Art. 1.348 – Compete ao síndico:
§ 1º – Poderá a assembléia investir outra pessoa, em lugar do síndico, em poderes de representação.
§ 2º – O síndico pode transferir a outrem, total ou parcialmente, os poderes de representação ou as funções administrativas, mediante aprovação da assembléia, salvo disposição em contrário da convenção.
I – convocar a assembléia dos condôminos;
II – representar, ativa e passivamente, o condomínio, praticando, em juízo ou fora dele, os atos necessários à defesa dos interesses comuns;
III – dar imediato conhecimento à assembléia da existência de procedimento judicial ou administrativo, de interesse do condomínio;
IV – cumprir e fazer cumprir a convenção, o regimento interno e as determinações da assembléia;
IX – realizar o seguro da edificação.
V – diligenciar a conservação e a guarda das partes comuns e zelar pela prestação dos serviços que interessem aos possuidores;
VI – elaborar o orçamento da receita e da despesa relativa a cada ano;
VII – cobrar dos condôminos as suas contribuições, bem como impor e cobrar as multas devidas;
VIII – prestar contas à assembléia, anualmente e quando exigidas;Lei 10.406/2002 – Acesso em 02/03/2026
O Artigo 1.348 do Código Civil (Lei nº 10.406/2002) delineia as atribuições e responsabilidades do síndico, figura central na administração condominial. Este dispositivo legal estabelece um rol de competências essenciais, que vão desde a convocação de assembleias (inciso I) até a realização do seguro da edificação (inciso IX), passando pela representação legal do condomínio (inciso II) e a gestão financeira (incisos VI e VII). A clareza dessas funções é crucial para a segurança jurídica das relações condominiais, evitando conflitos e garantindo a boa gestão do patrimônio comum.

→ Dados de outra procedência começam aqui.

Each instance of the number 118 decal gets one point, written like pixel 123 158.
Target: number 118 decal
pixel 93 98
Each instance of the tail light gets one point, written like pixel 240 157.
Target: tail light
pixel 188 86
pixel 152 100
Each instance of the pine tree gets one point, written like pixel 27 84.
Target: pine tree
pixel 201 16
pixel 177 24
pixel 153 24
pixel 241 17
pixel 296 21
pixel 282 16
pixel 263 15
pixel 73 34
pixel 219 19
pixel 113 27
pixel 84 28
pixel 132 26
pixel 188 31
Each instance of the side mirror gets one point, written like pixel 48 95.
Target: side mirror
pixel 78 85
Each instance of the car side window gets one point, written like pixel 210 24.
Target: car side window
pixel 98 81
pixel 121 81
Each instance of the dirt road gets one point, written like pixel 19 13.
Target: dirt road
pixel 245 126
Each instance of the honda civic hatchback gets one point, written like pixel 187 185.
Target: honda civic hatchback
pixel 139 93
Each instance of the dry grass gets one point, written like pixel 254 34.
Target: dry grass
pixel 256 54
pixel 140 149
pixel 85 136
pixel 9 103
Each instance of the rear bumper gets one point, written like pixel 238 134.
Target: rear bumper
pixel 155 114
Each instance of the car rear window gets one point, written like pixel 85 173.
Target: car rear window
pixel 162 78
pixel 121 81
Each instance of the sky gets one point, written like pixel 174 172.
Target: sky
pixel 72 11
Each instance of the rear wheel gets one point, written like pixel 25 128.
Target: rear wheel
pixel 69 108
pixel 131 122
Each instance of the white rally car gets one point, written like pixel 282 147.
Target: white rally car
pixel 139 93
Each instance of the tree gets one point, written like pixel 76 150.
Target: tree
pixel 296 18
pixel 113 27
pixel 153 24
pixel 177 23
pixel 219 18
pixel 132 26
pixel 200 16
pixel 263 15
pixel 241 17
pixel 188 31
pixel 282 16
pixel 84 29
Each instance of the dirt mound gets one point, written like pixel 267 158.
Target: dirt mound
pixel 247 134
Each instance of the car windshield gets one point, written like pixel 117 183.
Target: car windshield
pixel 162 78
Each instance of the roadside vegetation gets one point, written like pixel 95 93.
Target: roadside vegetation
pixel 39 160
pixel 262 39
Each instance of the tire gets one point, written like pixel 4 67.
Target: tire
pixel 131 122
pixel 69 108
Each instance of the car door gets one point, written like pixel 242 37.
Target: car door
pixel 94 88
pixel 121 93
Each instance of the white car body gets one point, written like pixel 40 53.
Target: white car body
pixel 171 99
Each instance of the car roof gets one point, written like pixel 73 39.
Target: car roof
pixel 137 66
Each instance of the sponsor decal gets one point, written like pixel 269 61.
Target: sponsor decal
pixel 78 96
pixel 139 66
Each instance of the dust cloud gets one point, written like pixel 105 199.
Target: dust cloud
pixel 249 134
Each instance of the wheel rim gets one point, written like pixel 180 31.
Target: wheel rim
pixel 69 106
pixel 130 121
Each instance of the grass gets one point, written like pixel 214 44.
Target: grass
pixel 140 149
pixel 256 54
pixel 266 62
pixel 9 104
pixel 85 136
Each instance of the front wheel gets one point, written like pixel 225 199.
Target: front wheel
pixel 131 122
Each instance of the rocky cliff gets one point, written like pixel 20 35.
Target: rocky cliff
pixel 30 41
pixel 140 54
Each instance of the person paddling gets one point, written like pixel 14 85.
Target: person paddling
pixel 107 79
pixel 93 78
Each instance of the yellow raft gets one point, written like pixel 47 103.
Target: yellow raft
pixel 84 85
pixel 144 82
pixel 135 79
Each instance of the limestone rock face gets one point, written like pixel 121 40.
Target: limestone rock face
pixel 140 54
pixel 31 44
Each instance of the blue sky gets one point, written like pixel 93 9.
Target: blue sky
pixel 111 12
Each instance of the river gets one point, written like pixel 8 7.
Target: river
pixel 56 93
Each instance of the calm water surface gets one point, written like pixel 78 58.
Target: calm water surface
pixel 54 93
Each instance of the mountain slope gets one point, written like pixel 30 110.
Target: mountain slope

A representação do condomínio, tanto em juízo quanto fora dele, é uma das prerrogativas mais significativas do síndico, conforme o inciso II. Contudo, essa representação não é ilimitada, devendo sempre visar à defesa dos interesses comuns. O § 1º e o § 2º introduzem importantes flexibilizações: o primeiro permite que a assembleia invista outra pessoa nos poderes de representação, enquanto o segundo autoriza o síndico a transferir, total ou parcialmente, seus poderes de representação ou funções administrativas, mediante aprovação assemblear, salvo disposição em contrário da convenção. Essas previsões demonstram a natureza intuitu personae, mas não intransferível, da função, e a soberania da assembleia como órgão máximo do condomínio.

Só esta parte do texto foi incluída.